The creator of Beserk, Kentaro Miura, weaves a new tale whose engine is run by just enough exposition so that something can fight something else. For me, this falls into the Dragon Ball Z-style anime/manga, the subgenre of Shounen – created for boys eight to eighteen years of age. This would also include episodics like Bleach and Naruto. Some of these series are certainly better than others. I’m not a huge fan of DBZ but find Naruto to be enjoyable.

Giganto Maxia is a story that takes place 100 million years in the future. I don’t know why that number was picked, but I suppose it’s long enough for evolution to have taken some species in extreme directions – and here we’re dealing with bug people and other strange creatures.  And, there are these giant, robot-monster-creature-bug hybrid things that are supposedly some devolved form of the old gods. And, I don’t know what they want other than to fight. I’m reminded of Ken Watanabe’s line from the new Godzilla film that made me clap with glee.

The positive end of the spectrum in this book is that the art is sumptuous, eye popping, and epic in the best kind of way manga can be. The black-and-white shading is really pleasant to the eyes. The scale of these battles is captured marvelously. So, if you’re a fan, you’ll dig it for this aspect alone.

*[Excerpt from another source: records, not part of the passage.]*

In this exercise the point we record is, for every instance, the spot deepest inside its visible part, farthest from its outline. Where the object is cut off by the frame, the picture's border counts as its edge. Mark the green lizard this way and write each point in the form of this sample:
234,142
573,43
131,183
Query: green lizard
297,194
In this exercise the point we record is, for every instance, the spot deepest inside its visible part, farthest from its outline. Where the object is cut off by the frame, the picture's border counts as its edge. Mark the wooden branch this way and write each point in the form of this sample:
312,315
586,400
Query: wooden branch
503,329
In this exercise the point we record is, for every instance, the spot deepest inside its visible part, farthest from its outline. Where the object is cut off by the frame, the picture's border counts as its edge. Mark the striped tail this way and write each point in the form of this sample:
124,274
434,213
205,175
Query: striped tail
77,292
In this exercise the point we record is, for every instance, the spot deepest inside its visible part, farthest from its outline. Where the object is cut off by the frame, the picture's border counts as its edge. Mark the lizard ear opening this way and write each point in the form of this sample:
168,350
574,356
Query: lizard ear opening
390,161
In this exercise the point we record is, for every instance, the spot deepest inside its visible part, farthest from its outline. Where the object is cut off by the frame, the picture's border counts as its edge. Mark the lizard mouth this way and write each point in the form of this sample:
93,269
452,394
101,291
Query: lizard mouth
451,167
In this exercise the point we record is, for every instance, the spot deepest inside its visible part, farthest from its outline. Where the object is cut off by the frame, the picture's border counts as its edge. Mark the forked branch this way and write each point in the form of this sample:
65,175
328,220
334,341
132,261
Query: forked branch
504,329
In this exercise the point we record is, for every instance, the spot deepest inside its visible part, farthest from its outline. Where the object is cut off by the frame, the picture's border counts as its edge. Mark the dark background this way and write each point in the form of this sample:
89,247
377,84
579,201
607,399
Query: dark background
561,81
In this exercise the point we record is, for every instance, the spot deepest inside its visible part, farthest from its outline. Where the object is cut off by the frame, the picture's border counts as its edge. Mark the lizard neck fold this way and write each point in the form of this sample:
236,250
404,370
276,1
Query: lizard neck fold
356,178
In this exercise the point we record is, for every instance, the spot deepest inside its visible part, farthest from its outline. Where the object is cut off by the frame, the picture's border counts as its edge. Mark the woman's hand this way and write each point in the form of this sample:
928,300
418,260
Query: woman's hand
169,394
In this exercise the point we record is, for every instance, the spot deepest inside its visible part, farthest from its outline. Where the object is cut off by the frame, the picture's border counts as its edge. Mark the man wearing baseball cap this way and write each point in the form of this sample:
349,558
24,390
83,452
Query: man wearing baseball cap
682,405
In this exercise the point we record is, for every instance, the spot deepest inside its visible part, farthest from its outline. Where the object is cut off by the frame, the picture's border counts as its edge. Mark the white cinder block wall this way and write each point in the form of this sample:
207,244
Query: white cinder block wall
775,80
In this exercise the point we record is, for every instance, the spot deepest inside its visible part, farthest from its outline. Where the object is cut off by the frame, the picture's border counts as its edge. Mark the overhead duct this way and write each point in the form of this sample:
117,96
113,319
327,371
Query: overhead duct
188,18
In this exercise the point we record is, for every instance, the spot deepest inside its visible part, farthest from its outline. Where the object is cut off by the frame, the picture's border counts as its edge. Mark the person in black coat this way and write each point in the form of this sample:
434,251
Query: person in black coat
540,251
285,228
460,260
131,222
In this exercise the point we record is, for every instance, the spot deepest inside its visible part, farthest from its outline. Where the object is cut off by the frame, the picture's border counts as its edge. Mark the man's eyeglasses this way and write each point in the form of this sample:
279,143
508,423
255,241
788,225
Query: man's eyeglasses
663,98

Otherwise, this comic lacks story structure that motivates us into the fights and from one fight to the next. The characters themselves are pretty thinly constructed. I guess our hero warrior just wants to kill the Gigantos, and after 236 pages, I’m no closer to understanding why. His companion, a weird psychic young female that stands on his shoulders as they go through the desert, can heal injuries with juices from her…from her…well, it looks like it’s coming from between her legs? Maybe? It’s so odd and curious that it could work.

They come across a big clan of bug-like creatures. I have no idea why they are looking for them, and our hero warrior fights their hero warrior. There’s so much exposition in this book and I still have no idea what exactly is going on. For me, this is where it becomes like Dragon Ball Z. They fight for about a hundred pages, while talking about how they are fighting and exclaiming that they are fighting. Then, they each have moves – one more powerful than the next that the other person can undo, and each move is more epic than the last. Our hero warrior was apparently a slave warrior, and he has an extremely convoluted reason for his fighting strategy – it made me chuckle. They finish fighting only to realize that something epically big is coming their way. Could it be a Giganto? And, they have to fight again, this time on the same team. So, the resolution to a 100-page fight is that there has to be another 100-page fight.

I would have loved this book at the age of fifteen, though, admittedly, the Shounen from my teenage years had a lot more violence and nudity. This book is far more tame, but just as delightful and silly. My time for enjoying straight-up Shounen to its fullest has passed, but this is definitely a book made for a certain audience and I have no doubt they will enjoy it as I used to.